A volume junction, as created by Windows, defines a GUID
to designate a physical drive. For example a target
definition for a volume junction would appear as :
\\?\Volume{cb71f9d2-945f-11dd-8eac-00188b73099c}\
As the GUID is related to the physical drive (or USB port), the
relation to the semantics of the data is poorly established, much like
a drive letter. The Volume junction itself can apparently not be
defined on a
pluggable file system, but the target can be, allowing the usage of the
same path to mean different data when the media is changed.
The way to make a volume junction appear like a symbolic link is also
to define the volumes as symbolic links in the predefined
location
.NTFS-3G of the volume in which the junction is
defined.
For instance, a volume junction in
C:\Users\Tom\Data defined as
\\?\Volume{[ID]}\ meaning a USB key which mounts in
/media/TomData in Linux, will be seen in
/Vista/Users/Tom/Data
as a
symbolic link to
../../.NTFS-3G/Volume{[ID]} which is
expected to be
defined as a symbolic link to
/media/TomData. Of
course
plugging in another USB key with a different label can only be done if
the definition is adjusted.
A symbolic link, as created by Windows, is much similar to a
directory junction, but unlike a directory junction it can point to a
file or a remote network file or directory. The target may be defined
as a path relative to the symbolic link position, or an absolute path
in the current volume or another one. Also note that symbolic links
to files are different from symbolic links to directories and the
target must match the definition.
If the target is defined as an absolute
path, it is processed like a directory junction :
- if no drive letter is present in the target definition, an
attempt is made to translate the path to a case-sensitive one in the
current volume,
- if a drive letter is present in the target definition and not
defined in .NTFS-3G,
an attempt is also made to recognize the path in
the current volume,
- if a drive letter is present in the target definition, and
defined in .NTFS-3G,
the path is interpreted as it were relative to .NTFS-3G.

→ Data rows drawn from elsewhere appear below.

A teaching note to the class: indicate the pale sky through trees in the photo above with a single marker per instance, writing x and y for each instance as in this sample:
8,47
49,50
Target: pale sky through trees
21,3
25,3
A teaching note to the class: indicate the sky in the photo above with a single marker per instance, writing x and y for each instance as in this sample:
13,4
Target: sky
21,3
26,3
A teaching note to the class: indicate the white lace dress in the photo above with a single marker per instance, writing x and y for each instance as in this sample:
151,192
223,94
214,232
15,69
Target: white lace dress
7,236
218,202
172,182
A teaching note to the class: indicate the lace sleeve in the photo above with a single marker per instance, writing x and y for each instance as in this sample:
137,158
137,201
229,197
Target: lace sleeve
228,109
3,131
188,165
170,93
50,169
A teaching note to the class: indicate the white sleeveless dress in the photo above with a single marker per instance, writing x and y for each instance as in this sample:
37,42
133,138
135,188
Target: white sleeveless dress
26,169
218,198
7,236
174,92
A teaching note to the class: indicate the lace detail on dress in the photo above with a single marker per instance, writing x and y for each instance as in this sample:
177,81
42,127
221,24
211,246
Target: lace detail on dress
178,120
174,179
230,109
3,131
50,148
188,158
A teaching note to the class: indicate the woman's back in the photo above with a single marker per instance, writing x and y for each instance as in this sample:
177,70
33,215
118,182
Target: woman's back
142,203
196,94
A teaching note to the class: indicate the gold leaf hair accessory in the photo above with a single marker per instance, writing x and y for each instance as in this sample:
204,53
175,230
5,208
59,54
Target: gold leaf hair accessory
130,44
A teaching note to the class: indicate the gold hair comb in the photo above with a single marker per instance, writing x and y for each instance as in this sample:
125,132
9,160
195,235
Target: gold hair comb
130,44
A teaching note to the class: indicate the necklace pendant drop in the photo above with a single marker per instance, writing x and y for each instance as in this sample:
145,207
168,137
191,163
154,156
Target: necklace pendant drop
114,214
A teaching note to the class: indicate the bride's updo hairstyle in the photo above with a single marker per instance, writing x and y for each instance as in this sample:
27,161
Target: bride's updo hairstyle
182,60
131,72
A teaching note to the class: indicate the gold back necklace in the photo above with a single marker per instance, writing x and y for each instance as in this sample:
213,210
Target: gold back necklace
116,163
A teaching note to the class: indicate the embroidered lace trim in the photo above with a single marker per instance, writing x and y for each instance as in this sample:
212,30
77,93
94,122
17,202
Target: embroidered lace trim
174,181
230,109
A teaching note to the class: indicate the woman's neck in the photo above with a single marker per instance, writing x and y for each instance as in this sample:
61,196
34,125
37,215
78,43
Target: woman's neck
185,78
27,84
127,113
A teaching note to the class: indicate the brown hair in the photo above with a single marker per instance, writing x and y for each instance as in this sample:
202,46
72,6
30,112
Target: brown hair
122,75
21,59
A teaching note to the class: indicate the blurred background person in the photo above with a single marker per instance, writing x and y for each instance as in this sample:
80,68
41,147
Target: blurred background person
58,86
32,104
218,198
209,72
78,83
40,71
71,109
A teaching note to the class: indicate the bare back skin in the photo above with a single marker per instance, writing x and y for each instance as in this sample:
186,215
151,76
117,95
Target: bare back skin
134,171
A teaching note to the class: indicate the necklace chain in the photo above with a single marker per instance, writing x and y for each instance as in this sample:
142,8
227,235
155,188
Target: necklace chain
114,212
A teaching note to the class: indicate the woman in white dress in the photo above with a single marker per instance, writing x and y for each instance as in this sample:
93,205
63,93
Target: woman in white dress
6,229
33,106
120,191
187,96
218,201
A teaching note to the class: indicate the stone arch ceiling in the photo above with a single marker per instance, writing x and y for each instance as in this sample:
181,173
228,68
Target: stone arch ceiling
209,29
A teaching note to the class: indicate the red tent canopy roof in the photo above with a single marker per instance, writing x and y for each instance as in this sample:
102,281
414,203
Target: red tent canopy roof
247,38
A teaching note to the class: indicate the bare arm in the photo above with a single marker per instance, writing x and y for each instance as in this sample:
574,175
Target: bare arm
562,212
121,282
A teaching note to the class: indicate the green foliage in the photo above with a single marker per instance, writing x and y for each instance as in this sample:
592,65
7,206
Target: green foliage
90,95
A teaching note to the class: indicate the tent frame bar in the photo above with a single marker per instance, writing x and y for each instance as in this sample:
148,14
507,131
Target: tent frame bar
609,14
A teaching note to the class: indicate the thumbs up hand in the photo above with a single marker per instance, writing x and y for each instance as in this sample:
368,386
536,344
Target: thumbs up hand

The path is not translated or checked, only the drive letter is
capitalized.
In the three situations a symbolic link relative to the current
location is generated.
If the target is defined as a relative path, an attempt is made to
translate the path to a case-sensitive one. The translation fails if it
leads to a loop or leads out of the current volume. If successfull, a
new symbolic link with the translated path is generated.